If you could change the upstream, that single script could be passed the upstream & port and do the same logic for all 200 duplications.
Yeah, you’d implement your own active health checks in your dynamic upstreams plugins (only handing Caddy the upstreams that are healthy). Gives you full control over how you want to do health checking.
Holy moly, 200 upstreams???
Probably something we will need to do. PRs welcome if you need it sooner rather than later. Shouldn’t be too complicated.
Yeah, you’d implement your own active health checks in your dynamic upstreams plugins (only handing Caddy the upstreams that are healthy). Gives you full control over how you want to do health checking.
Ahhh I didn’t realize that’s how it’d work. I’ll look deeper into it.
Holy moly, 200 upstreams???
Yeah, trust me, it’s a doozy of a directory of Caddyfiles. Ansible to the rescue.
Just catching up on this thread; interesting use case-- we could probably expand the capabilities of the active health checker. I’ll talk to Francis and others and see what is the best way to go about this.
Turns out this solution of redirecting to a different port that has a sitting health checker is only partially effective.
grpc.website.com {
reverse_proxy {
transport http {
versions h2c 2
dial_timeout 3s
}
to IP:22390
import lb-config 22317
}
}
Due to the network being upgraded to h2c ://for grpc, passing in the port doesn’t work as there’s no way to change the transport method back to http://.

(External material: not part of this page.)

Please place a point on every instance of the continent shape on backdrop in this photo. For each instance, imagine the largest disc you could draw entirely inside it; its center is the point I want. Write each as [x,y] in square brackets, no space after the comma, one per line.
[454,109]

Mild to moderate. Right now the transport used is the same as that of the reverse_proxy handler. So if it’s designed to use h2c, we’d have to make a separate transport configrable for active health checks. (which, I originally considered, is not really a great idea because now your health check uses a different protocol entirely than what you’re actually proxying).
So, difficult? Not really… Good idea? Also not sure
Then from there the message is built to make requests. As part of the gRPC standard there should be a /health endpoint to hit, but again, it requires building the query in the method outlined above.
If we circle back around to the caddy active health checks, in theory it would look like:
But again that’d miss all the proto methods that have to be tied in.
To be clear, my question about whether grpc health wasn’t intended to be snide, more covering bases so I understand if I need to expend additional effort trying to see if caddy does support grpc health checks. It sounds like not.
Circling back around, this is why I think being able to swap out the scheme may be the easiest method for supporting grpc health checks.